Videogame review ratings are, as with review ratings of all forms of media, pretty subjective. There have been games that have gotten mediocre reviews which I thoroughly enjoyed, and there have been games with fairly high critic reviews that I only thought were so-so. It’s the same grab bag you shove your digital hands into when visiting Rotten Tomatoes to check out a flick.
There are, however, certain titles (again, as there are in other forms of media) that completely polarize audiences with folks ending up completely on one side or the other of a “loved it/hated it” dichotomy. The Guitar Hero and Rockband games are a perfect example. I don’t know anyone who casually played them just for occasional kicks when they came out. Folks were either rocking out with their finest rock flourish, or throwing things at those dancing the dance of digital rock, asking them how they could destroy music this way.
After all the built up anticipation, we all knew that 2K Games and Gearbox’s Duke Nukem Forever was going to follow this same kind of line. I mean, the game was over a decade in the making. There was an army of loyal fans, with their yellowed, crinkled preorder receipts from way back when chomping at the bit to finally get their hands on a copy of DNF, while another faction wasn’t really buying into the excitement. As the release day got closer, reviews started rolling in, and unfortunately for 2K Games they weren’t good. After receiving a combined Metacritic score of 49 (for the Xbox 360 version), it was 2K Games’ outside public relations company, The Redner Group, that went on the offensive, sending out a few tweets that sparked a lot of controversy, with the following one seeming to be the harshest:
“too many went too far with their reviews…we r reviewing who gets games next time and who doesn’t based on today’s venom."

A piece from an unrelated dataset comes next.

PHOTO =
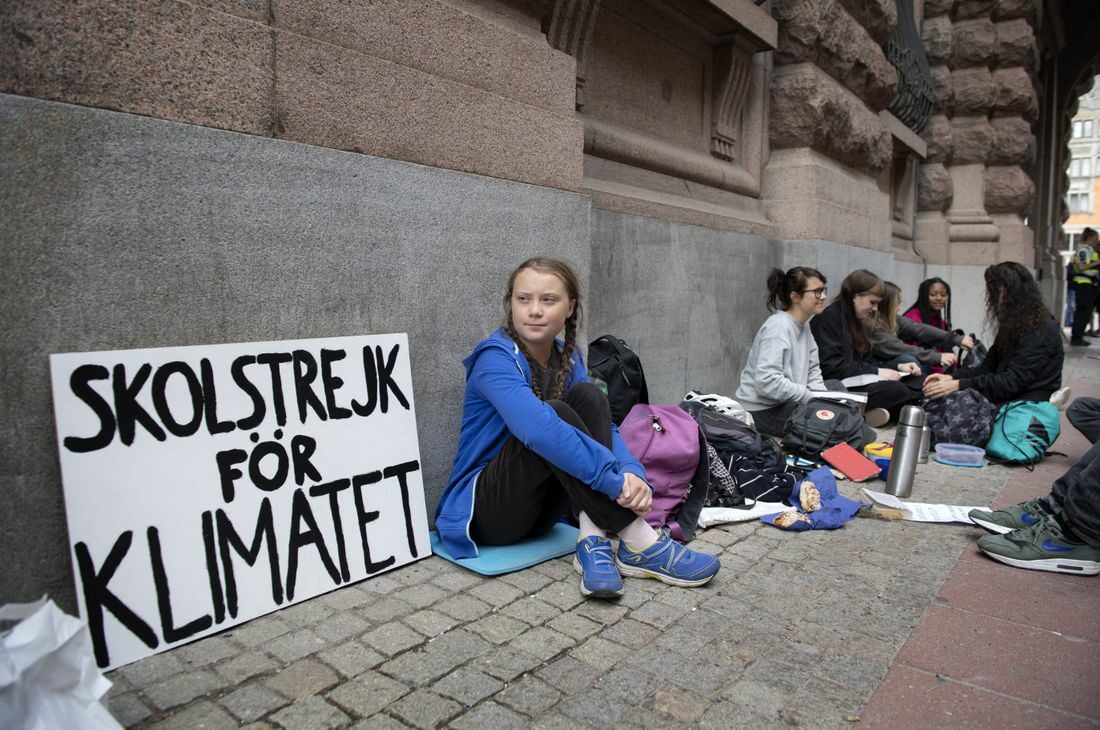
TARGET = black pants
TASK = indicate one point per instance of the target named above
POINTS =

It looked like TRG was threatening gaming media outlets that gave 2K games low review scores. The tweet was deleted shortly after, and replaced with an apology from Jim Redner and a tweet indicating that it was only The Redner Group, and not 2K Games, that was behind the message. Despite the tweet being deleted, gaming sites around the web immediately began reporting on media outlets being threatened with blacklisting for bad reviews. But not everyone was talking about threats from TRG. In a tweet yesterday, Eurogamer.net’s Tom Bramwell said “I feel sorry for @TheRednerGroup today. We are blacklisted by @2KGames and it seems to be standard practice.” He went on to mention that they had to buy Duke Nukem Forever to review it.